Huntington Beach-based Quiksilver Inc. continued to make cuts to its workforce a little more than a month after unveiling a turnaround plan that continues to focus on growth of its three core brands.

Marketing and other departments were hit with an unspecified number of layoffs in the most recent round of cuts, according to Quiksilver Americas President Rob Colby.

“Marketing, along with several other departments, have been reorganized as global functions,” Colby said in an email to the Business Journal. “We’re going to do fewer things, better. It’s all in line with our CEO’s (Andy Mooney) recent public statements regarding his vision for the future of our three core brands and [Quiksilver] as a whole.”

An industry report citing as many as 100 cuts at the company is false, said Colby, who declined to give a total. Quiksilver has about 7,000 workers overall, with 978 in Orange County.

The cuts in marketing come about a month after Quiksilver hired Nicholas Drake to be its first-ever chief marketing officer.
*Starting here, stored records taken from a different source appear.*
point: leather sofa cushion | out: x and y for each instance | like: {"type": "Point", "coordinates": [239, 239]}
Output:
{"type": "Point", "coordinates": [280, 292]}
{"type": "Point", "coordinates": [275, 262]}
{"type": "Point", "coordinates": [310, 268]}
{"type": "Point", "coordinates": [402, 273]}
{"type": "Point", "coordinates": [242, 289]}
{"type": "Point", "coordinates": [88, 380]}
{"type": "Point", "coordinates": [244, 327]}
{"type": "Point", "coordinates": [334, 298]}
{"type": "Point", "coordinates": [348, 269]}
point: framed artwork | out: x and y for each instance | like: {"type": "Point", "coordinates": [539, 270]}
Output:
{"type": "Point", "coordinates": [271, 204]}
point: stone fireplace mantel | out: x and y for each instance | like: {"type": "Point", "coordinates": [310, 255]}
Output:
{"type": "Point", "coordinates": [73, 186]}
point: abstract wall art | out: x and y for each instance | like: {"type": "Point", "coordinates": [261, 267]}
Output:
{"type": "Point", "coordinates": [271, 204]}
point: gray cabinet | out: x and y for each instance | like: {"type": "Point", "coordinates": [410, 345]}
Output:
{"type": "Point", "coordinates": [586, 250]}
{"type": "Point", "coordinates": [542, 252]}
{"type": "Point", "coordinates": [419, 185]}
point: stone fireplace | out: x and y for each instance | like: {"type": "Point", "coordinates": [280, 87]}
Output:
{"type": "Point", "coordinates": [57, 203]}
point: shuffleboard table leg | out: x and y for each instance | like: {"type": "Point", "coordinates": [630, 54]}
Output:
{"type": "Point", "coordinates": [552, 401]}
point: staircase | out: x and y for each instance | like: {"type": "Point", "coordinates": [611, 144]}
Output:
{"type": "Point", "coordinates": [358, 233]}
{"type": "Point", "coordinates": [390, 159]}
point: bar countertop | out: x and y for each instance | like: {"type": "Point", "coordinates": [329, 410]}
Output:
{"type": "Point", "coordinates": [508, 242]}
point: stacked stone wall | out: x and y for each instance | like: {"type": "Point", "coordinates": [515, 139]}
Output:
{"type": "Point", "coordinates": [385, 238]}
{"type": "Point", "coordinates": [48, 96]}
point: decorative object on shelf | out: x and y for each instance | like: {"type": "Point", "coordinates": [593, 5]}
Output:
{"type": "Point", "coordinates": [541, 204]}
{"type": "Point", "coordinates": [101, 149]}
Drake’s arrival followed cuts to the company’s roster of sponsored athletes.

Mooney, who took the helm of the company in January, told analysts last month that savings from those changes would be funneled to in-store merchandising, print advertising and social media.

Consolidating certain functions into single departments handling the work across Quiksilver’s three business regions has been another focal point of Mooney’s strategy to right the business.

Quiksilver has appointed executives to head up its footwear, apparel and supply chain among other functions on a global basis.

The appointment of Drake to head up marketing capped off “efforts to form a new leadership team,” Mooney said in a release at the time of Drake’s appointment.

Quiksilver released details of what it’s calling a “Multi-Year Profit Improvement Plan” last month.

The improvement plan focuses on growth of Quiksilver’s core brands Roxy, Quiksilver and DC with a goal of doubling earnings before interest, taxes, depreciation and amortization to $300 million or so by 2016.

The plan also calls for a compounded annual growth rate of 2.5% on revenue as the plan is carried out.

Quiksilver closed up about 3% on Tuesday to a market value of $1.15 billion, after Los Angeles-based B. Riley & Co. upgraded the company's stock from "neutral" to "buy."